LDA model Incorrect treatment of damping factor when update() has multiple passes #298

wbogorad · 2015-02-27T02:06:52Z

Radim,

I think that rhot gets changed too frequently in ldamodel.update() than it should in online mode.
rhot is only supposed to damp new chunk of documents with time according to Hoffman's Algorithm 2.

However, in case of multiple passes it also damps the the updates progressively with each pass.
I am not sure that this is correct.
This is because do_mstep() is called during each pass and it increases self.num_updates variable that drives rhot
As another consequence new chunks get suppressed more than they should.

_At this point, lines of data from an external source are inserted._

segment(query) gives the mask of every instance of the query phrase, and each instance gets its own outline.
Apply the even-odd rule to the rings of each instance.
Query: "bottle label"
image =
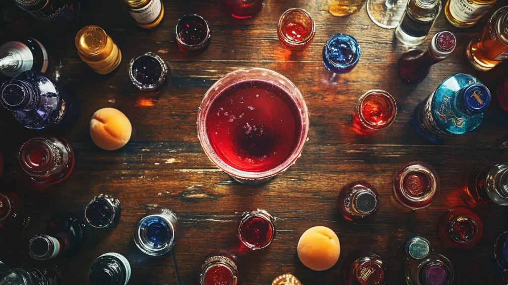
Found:
[[[404,18],[400,22],[400,28],[411,37],[421,38],[429,34],[429,31],[433,23],[433,20],[429,22],[422,22],[414,19],[406,12],[404,14]]]
[[[127,276],[125,278],[125,282],[124,284],[124,285],[127,285],[127,283],[129,282],[129,279],[131,279],[131,264],[129,263],[129,261],[127,260],[127,259],[126,259],[125,257],[124,257],[123,256],[119,254],[117,254],[116,252],[109,252],[107,254],[104,254],[104,255],[102,255],[102,256],[99,257],[99,258],[101,258],[101,257],[104,256],[106,257],[112,256],[113,257],[116,257],[116,258],[118,259],[119,260],[120,260],[120,262],[122,263],[122,264],[123,265],[124,268],[125,268],[125,275]]]
[[[494,60],[504,60],[508,58],[508,52],[501,52],[494,58]]]
[[[162,10],[161,0],[150,0],[148,5],[140,9],[131,9],[131,15],[140,24],[149,24],[157,19]]]
[[[450,0],[450,12],[456,20],[470,23],[480,20],[492,5],[479,5],[471,0]]]

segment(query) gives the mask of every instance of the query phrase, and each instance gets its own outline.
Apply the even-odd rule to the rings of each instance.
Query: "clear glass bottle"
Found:
[[[77,100],[74,94],[62,93],[52,79],[37,71],[25,71],[0,87],[0,104],[29,129],[69,124],[79,113]]]
[[[480,71],[489,71],[508,58],[508,6],[492,15],[480,37],[469,42],[466,55]]]
[[[483,222],[465,207],[455,207],[445,212],[437,226],[443,244],[453,248],[472,248],[483,237]]]
[[[124,0],[131,16],[142,28],[152,28],[164,17],[164,5],[161,0]]]
[[[46,72],[48,53],[40,42],[28,38],[7,42],[0,46],[0,72],[14,77],[28,70]]]
[[[508,206],[508,163],[477,167],[466,180],[464,198],[471,206]]]
[[[324,10],[328,11],[333,16],[343,17],[355,14],[362,9],[367,0],[327,0],[326,7]]]
[[[494,6],[497,0],[449,0],[444,15],[450,23],[459,28],[477,23]]]
[[[131,264],[123,256],[109,252],[99,257],[90,267],[91,285],[127,285],[131,279]]]
[[[14,3],[37,19],[57,28],[76,22],[81,6],[79,0],[15,0]]]
[[[201,285],[236,285],[238,267],[236,258],[226,252],[209,255],[201,266]]]
[[[6,269],[0,271],[0,284],[63,285],[61,272],[54,265]]]
[[[32,181],[38,184],[53,185],[63,181],[74,168],[74,152],[61,138],[34,138],[19,150],[19,165]]]
[[[0,193],[0,229],[7,226],[27,227],[30,217],[24,208],[23,201],[16,193],[12,191]]]
[[[377,191],[365,181],[352,182],[339,192],[337,208],[344,219],[349,221],[362,219],[374,214],[379,204]]]
[[[452,285],[455,275],[450,260],[433,252],[424,259],[409,259],[406,265],[408,285]]]
[[[237,235],[246,249],[256,250],[267,247],[275,237],[275,219],[264,210],[245,212],[238,221]]]
[[[420,137],[437,142],[477,128],[490,103],[490,91],[474,76],[458,74],[442,82],[415,109],[412,125]]]
[[[85,208],[85,219],[98,229],[112,228],[120,220],[120,201],[107,194],[98,195]]]
[[[47,234],[36,235],[28,242],[30,256],[49,260],[62,254],[75,254],[83,247],[86,234],[85,224],[76,215],[62,213],[51,218]]]
[[[421,44],[440,12],[441,0],[409,0],[400,24],[395,30],[397,39],[407,46]]]
[[[450,31],[441,31],[432,38],[429,47],[424,51],[410,49],[399,59],[399,76],[407,82],[424,80],[432,65],[448,58],[457,45],[455,36]]]
[[[134,226],[134,242],[149,256],[164,255],[176,242],[176,215],[167,209],[154,209],[138,220]]]

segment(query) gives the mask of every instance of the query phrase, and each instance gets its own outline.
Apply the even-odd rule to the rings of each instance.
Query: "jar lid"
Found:
[[[129,77],[140,90],[153,90],[164,82],[168,75],[168,66],[160,56],[153,52],[145,52],[131,60]]]

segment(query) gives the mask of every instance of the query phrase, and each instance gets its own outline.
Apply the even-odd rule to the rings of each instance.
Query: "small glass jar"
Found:
[[[181,51],[196,51],[208,47],[212,31],[208,22],[201,16],[186,15],[176,23],[175,36]]]
[[[337,208],[346,220],[359,220],[377,210],[379,197],[377,191],[365,181],[352,182],[339,192]]]
[[[455,273],[447,258],[432,253],[424,259],[410,259],[406,266],[408,285],[451,285]]]
[[[248,249],[267,247],[275,237],[275,219],[264,210],[245,212],[238,221],[238,239]]]
[[[160,56],[145,52],[135,56],[129,64],[131,82],[142,91],[153,90],[164,82],[168,75],[168,66]]]
[[[256,119],[258,121],[263,121],[263,123],[272,124],[273,125],[271,126],[270,130],[271,134],[281,133],[277,134],[277,136],[271,137],[270,140],[267,140],[266,141],[263,141],[262,143],[258,144],[261,146],[267,144],[271,145],[270,147],[267,148],[271,149],[277,148],[278,149],[280,145],[283,144],[285,145],[285,144],[288,144],[290,146],[288,149],[291,148],[291,149],[290,150],[280,149],[280,151],[275,154],[271,151],[269,152],[267,151],[265,152],[266,149],[260,147],[255,149],[255,151],[253,152],[252,155],[250,155],[249,157],[246,157],[246,159],[241,161],[234,161],[233,159],[238,160],[238,155],[236,155],[237,154],[230,155],[231,153],[234,153],[235,150],[229,148],[228,146],[231,145],[230,143],[232,144],[237,143],[237,145],[240,145],[240,143],[238,143],[239,140],[235,138],[228,137],[224,139],[220,138],[224,142],[224,143],[219,143],[217,142],[223,142],[223,141],[219,141],[216,139],[214,139],[215,138],[213,136],[215,134],[215,128],[217,128],[215,125],[216,124],[216,123],[218,123],[214,121],[213,120],[215,118],[221,117],[216,116],[216,111],[211,111],[211,110],[216,107],[216,105],[214,106],[215,105],[214,104],[214,102],[220,102],[221,97],[232,94],[240,97],[241,95],[240,95],[240,92],[251,88],[252,84],[256,84],[259,88],[258,90],[259,89],[264,89],[265,93],[271,92],[273,97],[280,97],[280,100],[276,101],[273,100],[273,97],[266,96],[266,94],[263,94],[262,92],[257,94],[259,96],[253,97],[253,94],[250,94],[252,95],[252,97],[250,99],[247,98],[246,95],[246,97],[243,100],[240,100],[238,104],[235,103],[235,105],[230,106],[231,109],[223,108],[224,110],[220,111],[223,112],[222,115],[227,116],[226,117],[228,119],[223,120],[224,121],[221,123],[231,123],[232,125],[239,123],[239,122],[246,119],[246,114],[248,115],[247,112],[255,111],[252,113],[255,115],[255,117],[252,117],[253,119]],[[233,86],[241,86],[241,88],[239,87],[238,88],[232,88],[231,87]],[[250,90],[252,89],[250,89]],[[238,104],[246,104],[247,99],[251,100],[253,102],[253,104],[259,104],[257,102],[264,102],[263,104],[256,105],[257,106],[264,106],[264,108],[255,109],[252,105],[249,105],[248,107],[242,105],[241,107],[244,107],[244,111],[239,111],[238,109],[240,105]],[[289,129],[288,125],[267,121],[267,120],[266,118],[267,116],[263,113],[263,110],[270,108],[270,109],[277,110],[279,112],[279,114],[274,114],[274,115],[280,116],[281,110],[274,107],[274,105],[273,106],[270,105],[272,103],[275,104],[276,102],[282,101],[283,101],[283,104],[281,103],[280,105],[283,105],[283,107],[288,110],[288,115],[284,118],[291,117],[291,120],[290,119],[288,119],[288,120],[290,120],[294,124],[293,126],[295,132],[295,133],[289,134],[292,136],[291,139],[289,138],[289,136],[288,134],[285,133],[283,135],[281,134],[287,132]],[[229,113],[226,114],[227,111]],[[233,114],[235,112],[237,112],[238,113]],[[242,114],[242,113],[243,114]],[[234,115],[234,117],[231,117],[232,115]],[[284,118],[281,118],[281,119]],[[246,130],[249,131],[248,133],[251,133],[252,131],[254,131],[254,126],[248,124],[251,124],[251,121],[243,122],[242,125],[237,130],[238,131],[238,133],[235,133],[234,134],[235,135],[237,134],[238,136],[242,135],[245,136]],[[236,126],[238,125],[235,125],[235,127]],[[247,129],[245,129],[245,128],[247,128]],[[211,131],[212,130],[213,132]],[[232,131],[235,131],[235,130],[232,129]],[[276,72],[262,68],[248,68],[238,70],[227,74],[217,80],[205,94],[198,114],[198,135],[205,152],[210,160],[219,169],[241,183],[259,184],[266,182],[294,164],[297,160],[301,156],[303,147],[307,141],[308,131],[308,110],[300,90],[288,78]],[[231,133],[233,133],[232,132]],[[260,132],[259,129],[257,130],[257,134],[258,135],[256,136],[255,139],[262,140],[265,138],[262,135],[263,134]],[[267,133],[264,134],[265,135],[269,134]],[[254,137],[254,136],[252,136],[252,137]],[[280,138],[280,139],[278,141],[271,139],[275,137]],[[252,138],[251,137],[250,138]],[[239,142],[245,143],[245,140],[247,140],[246,141],[248,143],[249,142],[248,140],[249,139],[249,138],[242,137],[241,139],[243,140]],[[291,140],[291,142],[287,141],[289,140]],[[274,143],[274,141],[276,141],[277,143]],[[244,144],[250,146],[252,144]],[[245,151],[246,152],[250,150],[250,149],[248,148],[242,149],[242,151]],[[284,157],[280,156],[280,153],[284,151],[288,151],[288,155]],[[260,154],[260,152],[261,154]],[[226,153],[227,155],[224,154],[224,153]],[[243,166],[240,164],[248,164],[249,166],[252,166],[254,164],[252,163],[253,161],[258,162],[256,163],[260,165],[262,165],[262,166],[266,166],[267,163],[269,162],[271,163],[269,165],[269,167],[264,166],[264,168],[260,170],[258,170],[258,169],[242,168]]]
[[[228,13],[236,19],[252,18],[263,8],[263,0],[225,0]]]
[[[238,267],[234,257],[230,255],[211,255],[201,266],[199,275],[201,285],[236,285]]]
[[[112,228],[120,220],[120,201],[107,194],[93,197],[85,208],[85,219],[94,228]]]
[[[143,253],[163,256],[175,245],[176,215],[167,209],[155,209],[138,220],[134,227],[134,242]]]
[[[315,35],[315,23],[310,14],[300,8],[284,12],[279,19],[277,31],[280,43],[292,50],[307,47]]]
[[[397,201],[413,210],[426,208],[439,193],[439,177],[430,165],[413,162],[406,165],[393,178]]]
[[[471,248],[483,237],[483,222],[476,213],[465,207],[455,207],[445,212],[438,227],[441,241],[453,248]]]
[[[19,151],[19,164],[31,180],[53,185],[66,179],[74,168],[74,153],[64,139],[34,138]]]
[[[359,135],[371,134],[392,124],[396,116],[397,103],[390,93],[369,90],[356,103],[353,130]]]
[[[302,285],[302,282],[295,275],[286,273],[276,277],[272,281],[272,285]]]
[[[323,62],[333,74],[351,72],[360,60],[360,45],[353,37],[337,34],[323,48]]]

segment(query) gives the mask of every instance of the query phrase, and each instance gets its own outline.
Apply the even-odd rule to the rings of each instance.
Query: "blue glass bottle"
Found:
[[[162,256],[175,245],[176,216],[167,209],[155,209],[134,227],[134,242],[144,253]]]
[[[0,104],[29,129],[69,124],[77,116],[75,96],[66,96],[44,74],[26,71],[0,87]]]
[[[323,47],[323,62],[335,77],[337,74],[353,70],[360,60],[360,45],[354,38],[337,34],[330,38]]]
[[[431,142],[463,135],[480,125],[490,103],[490,91],[480,80],[468,74],[456,74],[417,106],[413,126]]]

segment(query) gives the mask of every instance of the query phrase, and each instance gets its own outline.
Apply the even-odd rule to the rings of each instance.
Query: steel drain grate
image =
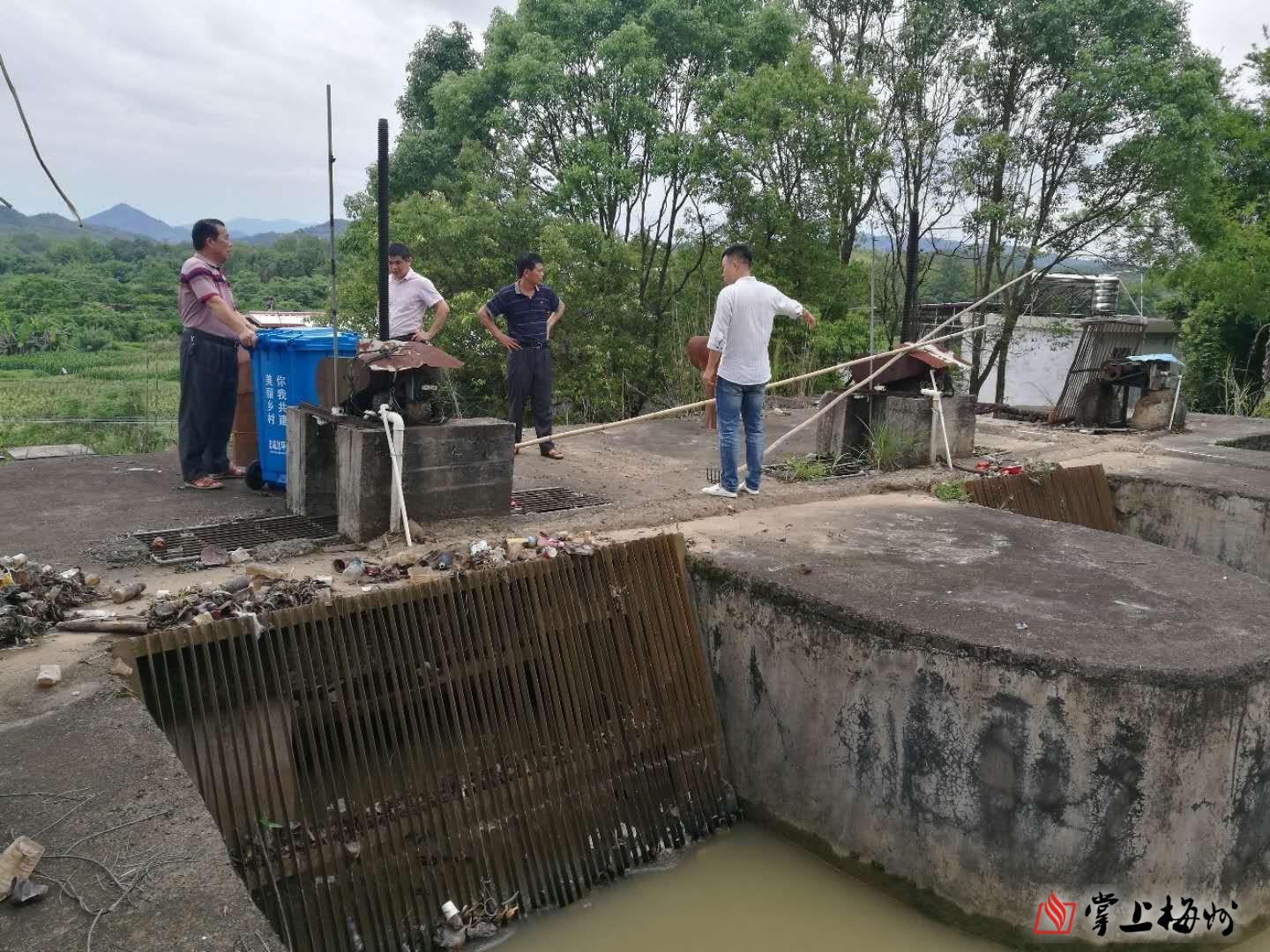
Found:
[[[603,496],[591,496],[564,486],[547,486],[546,489],[527,489],[513,493],[512,514],[558,513],[561,509],[583,509],[588,505],[608,505],[610,503],[612,500]]]
[[[847,480],[859,476],[867,476],[871,468],[867,463],[838,459],[806,459],[798,466],[790,463],[771,463],[763,467],[763,476],[781,480],[782,482],[818,482],[820,480]],[[715,467],[706,468],[706,481],[719,482],[723,472]]]
[[[265,519],[245,518],[210,526],[185,526],[170,529],[142,529],[132,538],[150,546],[156,537],[166,543],[163,553],[151,553],[159,565],[178,565],[198,561],[207,546],[225,550],[255,548],[269,542],[292,538],[311,538],[326,542],[339,537],[337,517],[309,519],[302,515],[276,515]]]

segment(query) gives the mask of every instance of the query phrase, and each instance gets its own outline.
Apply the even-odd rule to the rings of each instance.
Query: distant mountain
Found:
[[[264,235],[276,231],[279,235],[290,235],[292,231],[301,231],[307,227],[305,222],[295,218],[230,218],[225,222],[234,237],[250,237],[251,235]]]
[[[88,222],[88,218],[84,220]],[[44,212],[42,215],[23,215],[13,208],[0,207],[0,235],[13,235],[25,232],[29,235],[42,235],[44,237],[90,237],[108,241],[110,239],[132,239],[130,235],[117,228],[102,225],[88,225],[81,228],[70,218],[60,215]]]
[[[90,215],[84,220],[85,225],[98,225],[105,228],[114,228],[128,235],[166,241],[169,244],[189,241],[189,228],[174,228],[165,221],[146,215],[140,208],[131,204],[119,203],[107,208],[104,212]]]
[[[890,251],[890,236],[889,235],[871,235],[869,232],[860,232],[856,236],[856,248],[861,251],[869,251],[874,248],[872,242],[876,241],[876,249],[880,253]],[[966,258],[972,254],[973,249],[966,246],[961,248],[960,241],[952,241],[951,239],[922,239],[919,244],[919,250],[923,254],[930,254],[931,251],[942,251],[944,254],[951,254],[958,249],[961,249],[961,256]],[[1015,259],[1020,260],[1020,259]],[[1054,255],[1043,255],[1036,259],[1036,267],[1044,268],[1048,264],[1053,264]],[[1068,258],[1063,261],[1060,270],[1077,272],[1080,274],[1101,274],[1107,270],[1107,264],[1105,261],[1090,260],[1087,258]]]
[[[339,237],[344,234],[344,228],[348,227],[347,218],[335,220],[335,236]],[[320,225],[310,225],[306,228],[298,228],[296,231],[281,232],[281,231],[265,231],[259,235],[246,235],[240,240],[248,245],[272,245],[274,241],[282,237],[291,237],[292,235],[314,235],[315,237],[328,239],[330,237],[330,222],[321,222]]]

By the way, I appreciate that you introduced multiple passes, Hoffman does not have them and in my experiments they do help achieving more robust convergence.

What do you think?

cscorley · 2015-02-28T21:52:18Z

Let me see if I follow you correctly:

Passes effectively repeats the corpus given to update(), increasing t (=chunks/minibatches seen) because each chunk is seen again with each pass. For the first pass, everything is as it should be (in Algo 2). After the first pass, t is not reset; rather, it begins as if it has begun to seen more corpus (even though they are the same chunks).

This seems desirable to me; each pass through the corpus is damped more and more.

However, you are right about using update() on new corpora/chunks. E.g., if we use a single pass on corpus C_a (=10 chunks), then t=10. Later giving update() another corpus C_b (=7 chunks), then t=17. When multiple passes are introduced, say 5 passes, then after updating with C_a, t=50. This is bad news for C_b, it seems, as it will not start with t=10, but t=50. Yikes!

What would be a better way to approach this? Ensure that after a corpus has been through all of it's passes that t is set back to what it was after the first pass? E.g., following the above example, C_a begins with t=0, increases it to 50, but leaves it at 10. That way, C_b begins with t=10, increases it to 45, but leaves it at 17. Does it make sense to do that?

wbogorad · 2015-03-01T16:28:52Z

Chris,
Yes, that what has been worrying me.

As for a better way I think that rho(t) should be left for its intended purposes and another decaying variable rho(p) where p is for passes should be introduced.

Then for the next "corpus" rho(t) will take the value as prescribed by Algo 2 while rho(p) is going to be reset to its initial value. Seems it is going to be a nice compromise and an improvement.

Will you agree?

cscorley · 2015-04-25T22:41:48Z

Ping @wbogorad , @piskvorky

Let me know what you think about this implementation. I haven't tested it on Wikipedia (yet), but the rho(t) resets as expected when passes are involved. Below are the rho values at the beginning of the passes loop, before the update.

3 updates with a single pass (the expected values):

PASS 1: 1.0
PASS 1: 0.316227766017
PASS 1: 0.229415733871

3 updates with five passes (the test values):

update 1:

PASS 1: 1.0
PASS 2: 0.229415733871
PASS 3: 0.188982236505
PASS 4: 0.164398987305
PASS 5: 0.147441956155

update 2:

PASS 1: 0.316227766017
PASS 2: 0.164398987305
PASS 3: 0.134839972493
PASS 4: 0.117041147196
PASS 5: 0.104828483672

update 3:

PASS 1: 0.229415733871
PASS 2: 0.134839972493
PASS 3: 0.110431526075
PASS 4: 0.0957826285221
PASS 5: 0.0857492925713

Hence, for each update, the rho value resets, while increasing passes dampens the value for each pass.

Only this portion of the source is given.